デコ活
COをはじめとする温室効果ガスの排出により、地球温暖化や気候変動が問題視されているのは周知の通り。このまま進行すると食料供給、生態系、人々の健康にまで懸念が広がる。そこで世界的に急務とされているのが、脱炭素への取り組みだ。我が国では2020年10月に当時の菅義偉首相が50年カーボンニュートラルを、21年4月に、30年度までのCOなど46%削減を表明。それを受け、22年10月に開始されたのが「脱炭素につながる新しい豊かな暮らしを作る国民運動」で、23年7月に「デコ活」の愛称が決まった。

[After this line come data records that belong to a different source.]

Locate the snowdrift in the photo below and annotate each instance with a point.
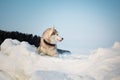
(20, 61)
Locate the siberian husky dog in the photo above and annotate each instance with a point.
(49, 39)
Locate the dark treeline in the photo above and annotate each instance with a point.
(31, 39)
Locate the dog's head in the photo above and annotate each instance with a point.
(51, 35)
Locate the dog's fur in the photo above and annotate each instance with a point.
(44, 47)
(48, 42)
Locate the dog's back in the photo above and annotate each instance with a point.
(33, 40)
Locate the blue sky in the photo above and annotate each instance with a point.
(84, 24)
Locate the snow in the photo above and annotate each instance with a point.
(20, 61)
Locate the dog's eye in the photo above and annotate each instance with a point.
(53, 33)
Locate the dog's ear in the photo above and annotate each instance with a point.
(53, 27)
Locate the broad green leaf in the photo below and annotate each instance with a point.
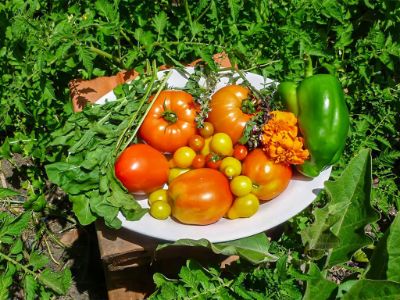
(17, 247)
(373, 289)
(57, 281)
(30, 287)
(4, 193)
(38, 261)
(318, 287)
(385, 261)
(6, 280)
(13, 227)
(339, 226)
(253, 248)
(81, 207)
(160, 21)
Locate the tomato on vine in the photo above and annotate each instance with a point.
(213, 161)
(207, 130)
(199, 161)
(269, 178)
(196, 142)
(183, 157)
(170, 122)
(135, 169)
(240, 151)
(230, 109)
(244, 207)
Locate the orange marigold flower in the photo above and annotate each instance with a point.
(280, 140)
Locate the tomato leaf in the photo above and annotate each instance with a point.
(57, 281)
(4, 193)
(385, 260)
(253, 248)
(339, 226)
(318, 287)
(373, 289)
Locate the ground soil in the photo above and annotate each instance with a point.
(68, 244)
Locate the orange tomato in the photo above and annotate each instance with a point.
(170, 122)
(200, 196)
(269, 179)
(226, 111)
(135, 168)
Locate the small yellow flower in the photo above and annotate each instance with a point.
(280, 139)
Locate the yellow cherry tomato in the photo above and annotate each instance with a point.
(206, 148)
(207, 130)
(221, 143)
(244, 207)
(160, 210)
(183, 157)
(230, 166)
(158, 195)
(241, 185)
(175, 172)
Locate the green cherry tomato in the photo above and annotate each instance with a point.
(196, 142)
(221, 143)
(230, 166)
(160, 210)
(183, 157)
(199, 161)
(158, 195)
(207, 130)
(240, 152)
(244, 207)
(241, 185)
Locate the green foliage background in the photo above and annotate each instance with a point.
(45, 44)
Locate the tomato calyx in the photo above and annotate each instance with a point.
(249, 106)
(170, 116)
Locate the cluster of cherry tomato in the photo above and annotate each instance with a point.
(215, 151)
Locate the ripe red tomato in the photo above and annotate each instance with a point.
(170, 122)
(269, 179)
(213, 161)
(196, 142)
(226, 111)
(240, 152)
(141, 169)
(200, 196)
(199, 161)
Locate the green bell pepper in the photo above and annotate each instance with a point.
(319, 105)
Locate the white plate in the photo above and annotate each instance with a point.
(297, 196)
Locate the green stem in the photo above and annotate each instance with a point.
(188, 14)
(170, 116)
(15, 263)
(162, 85)
(308, 70)
(107, 55)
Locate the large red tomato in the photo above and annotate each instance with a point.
(170, 122)
(200, 196)
(227, 111)
(269, 179)
(141, 169)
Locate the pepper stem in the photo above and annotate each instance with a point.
(170, 116)
(308, 70)
(248, 106)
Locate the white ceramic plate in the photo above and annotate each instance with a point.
(297, 196)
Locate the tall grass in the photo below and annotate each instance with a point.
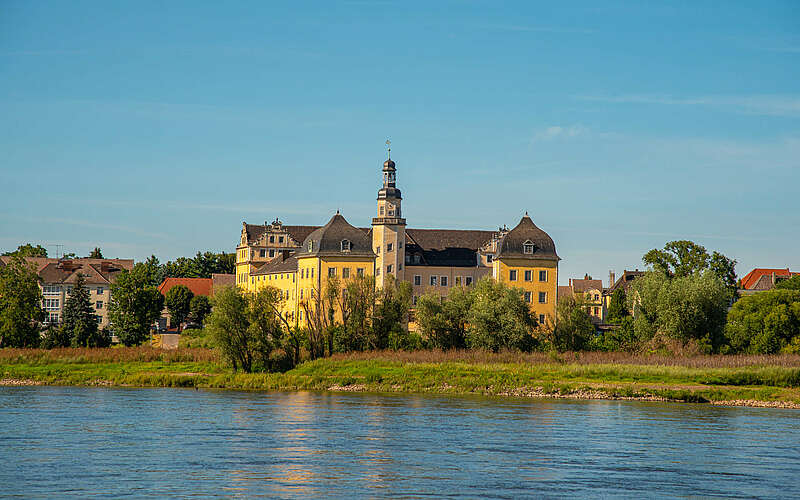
(578, 358)
(98, 355)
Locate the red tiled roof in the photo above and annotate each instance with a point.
(750, 279)
(198, 286)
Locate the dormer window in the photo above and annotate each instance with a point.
(527, 247)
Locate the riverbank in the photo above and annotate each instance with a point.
(772, 381)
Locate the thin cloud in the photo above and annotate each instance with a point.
(765, 105)
(554, 132)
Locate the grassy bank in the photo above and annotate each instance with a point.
(755, 380)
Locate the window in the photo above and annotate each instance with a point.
(527, 247)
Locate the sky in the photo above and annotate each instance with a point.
(158, 127)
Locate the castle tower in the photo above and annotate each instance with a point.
(389, 228)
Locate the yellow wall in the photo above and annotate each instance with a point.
(501, 272)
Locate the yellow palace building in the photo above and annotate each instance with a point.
(298, 260)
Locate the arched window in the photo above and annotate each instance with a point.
(527, 247)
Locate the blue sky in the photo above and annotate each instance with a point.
(158, 127)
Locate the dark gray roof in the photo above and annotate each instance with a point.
(446, 247)
(512, 243)
(327, 240)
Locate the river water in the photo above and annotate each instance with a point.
(90, 442)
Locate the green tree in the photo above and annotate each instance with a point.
(764, 323)
(574, 328)
(20, 304)
(28, 250)
(444, 322)
(792, 283)
(691, 307)
(499, 318)
(617, 310)
(135, 304)
(199, 308)
(178, 301)
(246, 327)
(79, 320)
(683, 258)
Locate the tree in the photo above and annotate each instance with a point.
(79, 320)
(792, 283)
(764, 323)
(20, 304)
(245, 327)
(499, 318)
(135, 304)
(444, 322)
(616, 307)
(199, 308)
(574, 328)
(28, 250)
(691, 307)
(683, 258)
(178, 301)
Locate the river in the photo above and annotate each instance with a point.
(102, 442)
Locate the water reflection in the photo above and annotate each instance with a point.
(171, 442)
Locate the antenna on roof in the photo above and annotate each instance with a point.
(58, 249)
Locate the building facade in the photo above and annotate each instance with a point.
(298, 260)
(58, 277)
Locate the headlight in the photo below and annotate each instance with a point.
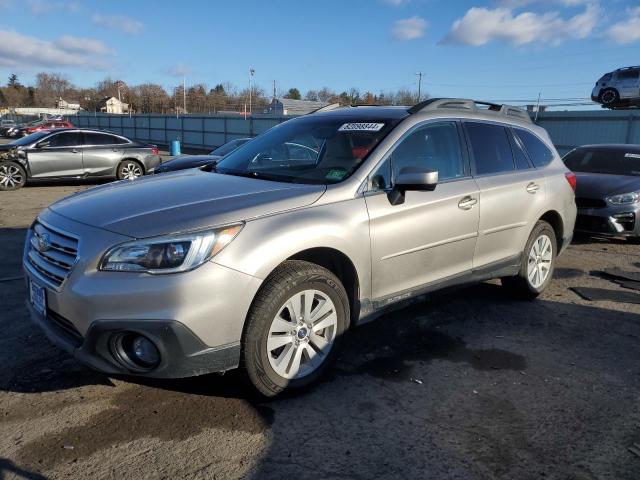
(625, 198)
(169, 254)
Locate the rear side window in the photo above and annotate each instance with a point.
(522, 162)
(539, 153)
(65, 139)
(101, 139)
(491, 149)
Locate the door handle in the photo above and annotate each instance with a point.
(467, 203)
(533, 187)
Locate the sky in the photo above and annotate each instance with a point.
(507, 50)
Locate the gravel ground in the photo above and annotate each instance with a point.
(469, 385)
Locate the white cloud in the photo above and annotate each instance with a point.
(44, 7)
(179, 70)
(121, 23)
(17, 50)
(626, 31)
(409, 28)
(480, 26)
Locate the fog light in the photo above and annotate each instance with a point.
(145, 351)
(136, 352)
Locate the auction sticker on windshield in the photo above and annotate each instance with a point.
(38, 298)
(361, 127)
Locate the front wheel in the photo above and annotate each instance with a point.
(129, 170)
(538, 261)
(12, 176)
(294, 327)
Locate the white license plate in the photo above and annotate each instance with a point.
(38, 297)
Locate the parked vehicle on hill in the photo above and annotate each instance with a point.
(608, 191)
(268, 258)
(620, 88)
(74, 153)
(192, 161)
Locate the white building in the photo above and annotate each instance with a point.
(113, 105)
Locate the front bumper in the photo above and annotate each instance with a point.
(194, 318)
(182, 353)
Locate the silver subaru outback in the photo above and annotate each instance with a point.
(266, 259)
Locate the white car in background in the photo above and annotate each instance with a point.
(620, 88)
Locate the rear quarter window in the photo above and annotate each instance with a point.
(539, 153)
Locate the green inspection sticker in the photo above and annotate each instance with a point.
(336, 174)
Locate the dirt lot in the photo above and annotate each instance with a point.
(468, 385)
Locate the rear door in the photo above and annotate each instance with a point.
(432, 235)
(102, 153)
(58, 155)
(512, 192)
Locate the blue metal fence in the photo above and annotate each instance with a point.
(567, 129)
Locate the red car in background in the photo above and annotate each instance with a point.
(46, 125)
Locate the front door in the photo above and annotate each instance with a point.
(432, 235)
(58, 155)
(102, 153)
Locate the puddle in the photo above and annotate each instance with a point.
(567, 273)
(140, 412)
(430, 345)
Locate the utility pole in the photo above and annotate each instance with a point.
(184, 95)
(419, 75)
(251, 72)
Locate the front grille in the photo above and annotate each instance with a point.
(51, 253)
(583, 202)
(66, 327)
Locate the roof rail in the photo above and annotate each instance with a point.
(469, 105)
(326, 108)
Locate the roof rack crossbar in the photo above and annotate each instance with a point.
(469, 105)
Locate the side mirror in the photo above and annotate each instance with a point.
(412, 178)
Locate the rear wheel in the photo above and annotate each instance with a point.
(538, 260)
(294, 327)
(609, 97)
(12, 176)
(129, 170)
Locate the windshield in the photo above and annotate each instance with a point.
(315, 149)
(614, 162)
(30, 138)
(228, 147)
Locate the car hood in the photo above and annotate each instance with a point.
(601, 185)
(181, 201)
(187, 161)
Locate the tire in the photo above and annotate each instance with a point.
(538, 262)
(609, 97)
(279, 354)
(129, 170)
(12, 176)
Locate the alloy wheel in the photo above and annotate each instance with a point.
(539, 261)
(10, 176)
(302, 334)
(131, 171)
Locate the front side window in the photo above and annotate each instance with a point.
(65, 139)
(539, 153)
(319, 150)
(491, 149)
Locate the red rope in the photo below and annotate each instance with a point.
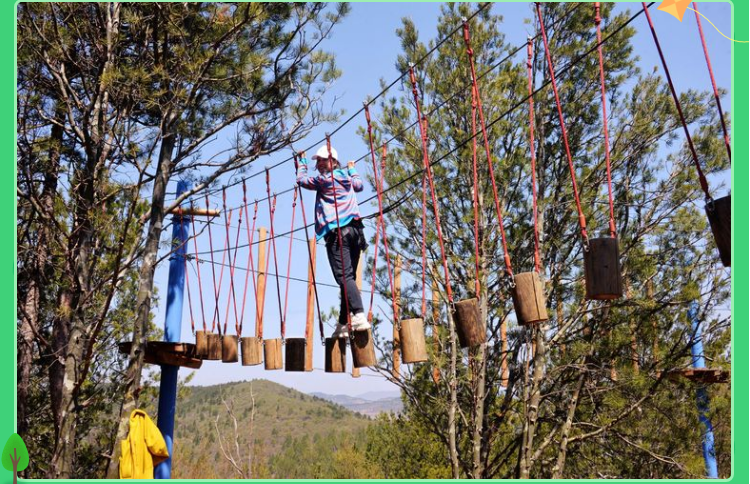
(187, 279)
(250, 262)
(272, 211)
(571, 167)
(713, 82)
(529, 70)
(475, 87)
(701, 176)
(426, 163)
(598, 21)
(217, 288)
(341, 242)
(309, 255)
(381, 219)
(232, 265)
(197, 264)
(379, 177)
(424, 230)
(475, 195)
(289, 260)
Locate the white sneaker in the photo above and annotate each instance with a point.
(360, 323)
(341, 331)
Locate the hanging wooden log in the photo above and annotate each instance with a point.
(469, 326)
(252, 351)
(435, 334)
(719, 213)
(260, 303)
(396, 353)
(602, 268)
(201, 344)
(272, 354)
(295, 354)
(229, 348)
(528, 298)
(363, 350)
(335, 355)
(214, 346)
(309, 327)
(412, 340)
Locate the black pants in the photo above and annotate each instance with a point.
(353, 240)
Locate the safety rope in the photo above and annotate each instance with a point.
(340, 239)
(701, 176)
(571, 167)
(272, 211)
(289, 260)
(427, 167)
(534, 208)
(377, 236)
(475, 190)
(187, 277)
(197, 264)
(713, 82)
(475, 88)
(598, 22)
(251, 263)
(423, 121)
(216, 321)
(381, 218)
(232, 264)
(309, 255)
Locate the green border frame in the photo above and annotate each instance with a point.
(740, 137)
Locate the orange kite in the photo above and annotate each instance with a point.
(674, 7)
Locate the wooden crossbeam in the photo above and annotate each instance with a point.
(166, 353)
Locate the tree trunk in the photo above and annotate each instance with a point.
(143, 301)
(453, 385)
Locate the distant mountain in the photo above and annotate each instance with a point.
(280, 414)
(370, 404)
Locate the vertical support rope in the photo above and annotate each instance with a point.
(426, 163)
(571, 167)
(475, 190)
(250, 262)
(309, 255)
(272, 211)
(532, 120)
(713, 82)
(340, 239)
(381, 218)
(475, 88)
(289, 259)
(380, 178)
(701, 176)
(197, 263)
(598, 22)
(187, 277)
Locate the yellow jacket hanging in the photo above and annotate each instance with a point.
(143, 449)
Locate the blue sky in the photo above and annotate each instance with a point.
(366, 47)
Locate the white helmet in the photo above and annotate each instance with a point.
(323, 153)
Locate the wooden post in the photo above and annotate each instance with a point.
(355, 370)
(435, 334)
(260, 303)
(309, 328)
(396, 372)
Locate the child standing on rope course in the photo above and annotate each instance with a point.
(330, 196)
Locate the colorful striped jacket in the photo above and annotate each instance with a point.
(347, 182)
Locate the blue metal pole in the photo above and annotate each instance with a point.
(172, 327)
(709, 453)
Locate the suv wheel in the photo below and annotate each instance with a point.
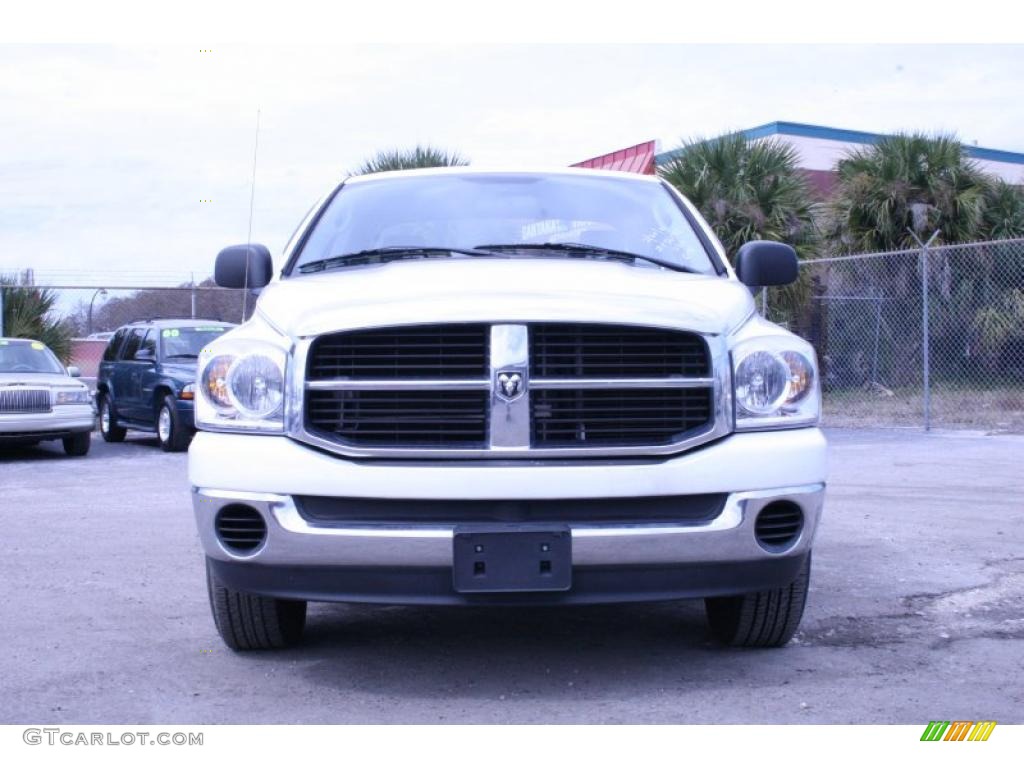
(760, 620)
(111, 431)
(78, 443)
(170, 432)
(248, 622)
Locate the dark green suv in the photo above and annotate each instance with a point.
(146, 379)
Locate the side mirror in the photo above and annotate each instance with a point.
(762, 262)
(232, 262)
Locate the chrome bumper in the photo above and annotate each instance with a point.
(292, 541)
(64, 419)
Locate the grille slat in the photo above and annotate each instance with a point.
(25, 401)
(598, 414)
(625, 417)
(388, 418)
(604, 351)
(426, 351)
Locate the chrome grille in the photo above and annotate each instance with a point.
(581, 389)
(16, 400)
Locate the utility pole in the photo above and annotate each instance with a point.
(925, 335)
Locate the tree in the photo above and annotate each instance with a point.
(906, 187)
(29, 313)
(418, 157)
(751, 190)
(915, 183)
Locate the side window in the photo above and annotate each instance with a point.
(132, 345)
(111, 353)
(150, 342)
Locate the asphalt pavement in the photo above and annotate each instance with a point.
(915, 613)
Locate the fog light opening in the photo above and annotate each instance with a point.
(240, 528)
(778, 525)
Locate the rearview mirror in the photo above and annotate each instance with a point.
(244, 266)
(762, 262)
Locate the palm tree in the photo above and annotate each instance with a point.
(912, 184)
(28, 313)
(418, 157)
(751, 190)
(906, 187)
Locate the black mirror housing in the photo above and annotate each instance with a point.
(230, 269)
(762, 262)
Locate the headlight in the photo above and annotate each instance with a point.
(775, 382)
(73, 397)
(241, 386)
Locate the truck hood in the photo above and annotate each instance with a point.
(518, 290)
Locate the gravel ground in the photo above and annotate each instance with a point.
(914, 613)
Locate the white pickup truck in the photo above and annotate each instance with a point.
(473, 387)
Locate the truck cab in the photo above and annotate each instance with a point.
(473, 387)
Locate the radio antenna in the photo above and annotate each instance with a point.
(249, 237)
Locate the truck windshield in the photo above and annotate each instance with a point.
(18, 356)
(541, 213)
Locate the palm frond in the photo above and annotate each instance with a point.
(417, 157)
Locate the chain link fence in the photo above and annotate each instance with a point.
(932, 337)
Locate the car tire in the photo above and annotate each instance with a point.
(247, 622)
(108, 428)
(760, 620)
(78, 443)
(171, 432)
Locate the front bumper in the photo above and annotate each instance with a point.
(412, 563)
(60, 422)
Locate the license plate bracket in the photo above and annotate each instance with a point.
(512, 558)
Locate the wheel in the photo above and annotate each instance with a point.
(172, 434)
(111, 431)
(248, 622)
(760, 620)
(78, 443)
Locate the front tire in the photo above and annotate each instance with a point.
(170, 431)
(78, 444)
(760, 620)
(247, 622)
(108, 428)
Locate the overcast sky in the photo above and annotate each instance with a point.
(107, 153)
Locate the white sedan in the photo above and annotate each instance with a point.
(40, 399)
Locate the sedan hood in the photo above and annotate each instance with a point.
(518, 290)
(38, 380)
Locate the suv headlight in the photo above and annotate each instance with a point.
(775, 383)
(241, 386)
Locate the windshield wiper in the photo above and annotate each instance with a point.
(389, 253)
(585, 250)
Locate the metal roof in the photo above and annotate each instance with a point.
(637, 159)
(851, 137)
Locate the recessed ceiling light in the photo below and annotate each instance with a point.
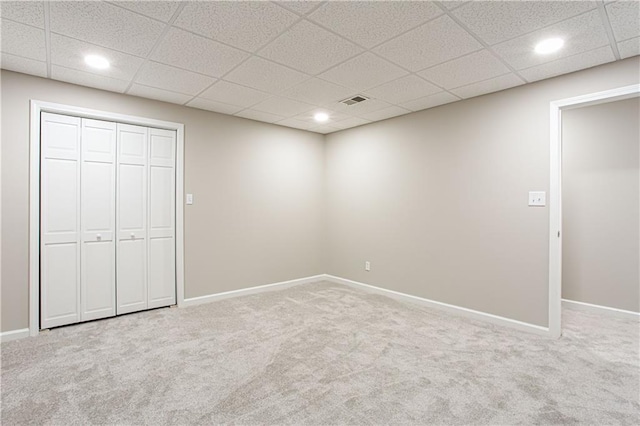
(96, 61)
(321, 117)
(549, 45)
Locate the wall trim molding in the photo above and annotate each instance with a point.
(7, 336)
(37, 107)
(458, 310)
(193, 301)
(599, 309)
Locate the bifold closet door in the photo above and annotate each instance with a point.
(162, 208)
(98, 211)
(131, 218)
(59, 220)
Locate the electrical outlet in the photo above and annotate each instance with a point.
(537, 198)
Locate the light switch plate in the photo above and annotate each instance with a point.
(537, 198)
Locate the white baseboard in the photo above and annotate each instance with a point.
(588, 307)
(469, 313)
(251, 290)
(7, 336)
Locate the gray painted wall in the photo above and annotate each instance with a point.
(437, 200)
(601, 205)
(257, 212)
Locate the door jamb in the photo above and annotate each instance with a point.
(36, 108)
(555, 190)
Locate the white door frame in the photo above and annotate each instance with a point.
(34, 193)
(555, 190)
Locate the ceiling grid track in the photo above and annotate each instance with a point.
(155, 46)
(481, 41)
(47, 37)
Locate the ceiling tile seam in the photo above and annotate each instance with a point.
(565, 57)
(482, 81)
(141, 14)
(252, 55)
(162, 35)
(481, 41)
(23, 23)
(47, 37)
(370, 50)
(606, 23)
(536, 29)
(95, 44)
(303, 14)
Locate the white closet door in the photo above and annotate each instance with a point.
(132, 218)
(162, 207)
(98, 209)
(60, 220)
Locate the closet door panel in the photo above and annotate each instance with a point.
(98, 284)
(59, 220)
(162, 276)
(132, 218)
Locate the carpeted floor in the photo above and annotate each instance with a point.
(321, 353)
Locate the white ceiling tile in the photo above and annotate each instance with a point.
(430, 101)
(452, 4)
(316, 91)
(629, 48)
(350, 122)
(22, 40)
(363, 72)
(580, 34)
(174, 79)
(105, 25)
(26, 12)
(23, 65)
(260, 116)
(358, 109)
(371, 23)
(87, 79)
(323, 128)
(403, 89)
(161, 10)
(624, 17)
(231, 93)
(570, 64)
(70, 53)
(214, 106)
(295, 123)
(158, 94)
(432, 43)
(309, 48)
(488, 86)
(282, 106)
(496, 21)
(474, 67)
(383, 114)
(265, 75)
(300, 7)
(247, 25)
(186, 50)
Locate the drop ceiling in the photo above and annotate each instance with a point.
(280, 62)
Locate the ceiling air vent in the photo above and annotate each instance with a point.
(354, 100)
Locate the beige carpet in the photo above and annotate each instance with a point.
(321, 353)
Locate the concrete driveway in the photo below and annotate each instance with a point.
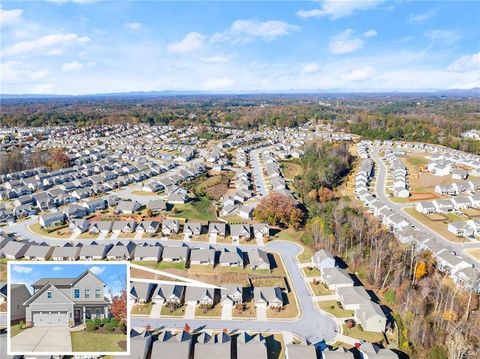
(43, 340)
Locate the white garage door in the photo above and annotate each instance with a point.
(50, 319)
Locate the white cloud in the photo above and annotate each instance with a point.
(242, 31)
(72, 66)
(192, 42)
(133, 25)
(337, 9)
(218, 83)
(44, 42)
(370, 33)
(16, 72)
(214, 59)
(467, 62)
(21, 269)
(267, 30)
(310, 68)
(10, 17)
(96, 270)
(446, 37)
(422, 17)
(360, 74)
(346, 42)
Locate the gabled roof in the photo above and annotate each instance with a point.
(47, 286)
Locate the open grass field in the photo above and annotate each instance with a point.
(61, 232)
(357, 332)
(96, 342)
(215, 312)
(438, 226)
(249, 311)
(289, 311)
(200, 209)
(178, 312)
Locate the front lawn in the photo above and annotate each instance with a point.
(216, 311)
(96, 342)
(177, 312)
(15, 329)
(141, 309)
(248, 311)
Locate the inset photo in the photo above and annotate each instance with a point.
(67, 308)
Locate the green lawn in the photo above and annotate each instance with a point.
(358, 333)
(96, 342)
(179, 312)
(58, 232)
(200, 209)
(320, 289)
(311, 272)
(214, 312)
(141, 309)
(333, 307)
(15, 329)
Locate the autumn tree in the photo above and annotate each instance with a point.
(279, 210)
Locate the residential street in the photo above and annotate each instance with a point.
(381, 174)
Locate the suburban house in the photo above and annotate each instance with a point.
(268, 297)
(67, 301)
(19, 294)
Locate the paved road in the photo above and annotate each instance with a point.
(311, 324)
(398, 208)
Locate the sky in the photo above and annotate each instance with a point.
(87, 46)
(115, 275)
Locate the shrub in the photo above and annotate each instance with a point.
(97, 322)
(114, 322)
(90, 325)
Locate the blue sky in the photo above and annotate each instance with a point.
(115, 275)
(87, 46)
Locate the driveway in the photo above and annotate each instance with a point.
(42, 340)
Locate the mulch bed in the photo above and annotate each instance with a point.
(102, 330)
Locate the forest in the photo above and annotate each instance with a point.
(435, 319)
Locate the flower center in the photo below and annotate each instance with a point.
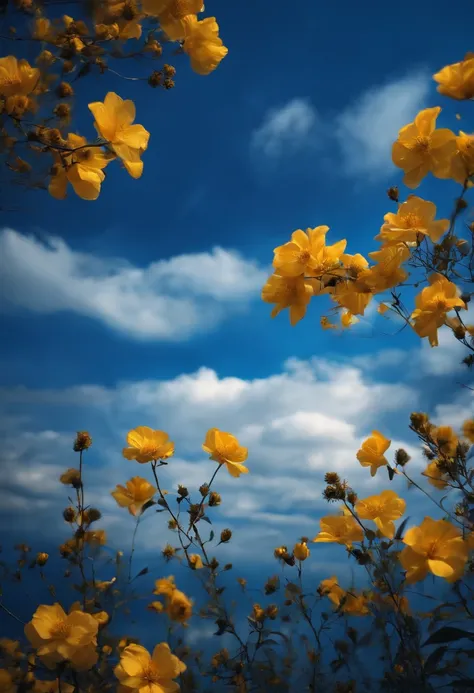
(421, 144)
(61, 629)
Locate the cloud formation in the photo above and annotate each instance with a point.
(169, 300)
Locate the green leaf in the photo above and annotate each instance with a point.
(447, 634)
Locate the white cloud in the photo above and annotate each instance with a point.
(168, 300)
(366, 129)
(285, 129)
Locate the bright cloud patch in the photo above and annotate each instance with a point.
(366, 129)
(168, 300)
(286, 129)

「今回、政府は関係予算に約3000億円を計上し、断熱省エネ住宅への改修やEV購入などに助成・補助金を用意。ほかにもテレワークの推進、サステナブルファッションの選択、食の地産地消、食材の使い切りなど、個人でも手軽に取り組める『デコ活アクション』を提示しています」(ニッセイ基礎研究所・小原一隆さん)
環境省はこのデコ活により、10年後、年間で1世帯あたり約43万円の節約と、1人あたり388時間が創出されると試算し、アピール。今後「デコ活」が定着するか否かは、脱炭素に対する国民意識の向上と行動変容にかかっている。
脱炭素削減目標とそれに伴う豊かな暮らしの実現は、一人ひとりがデコ活を自分ごととして捉えることから始まる。身近なことから実践していく草の根意識の定着が鍵となりそう。
CO2を減らす脱炭素と、活動・生活を組み合わせた「デコ活」の愛称は、公募を経て小池百合子東京都知事、俵万智さん、サンドウィッチマンらの選考委員により決定された。
※節約金額等は一定の前提のもと試算したもので、条件により異なります。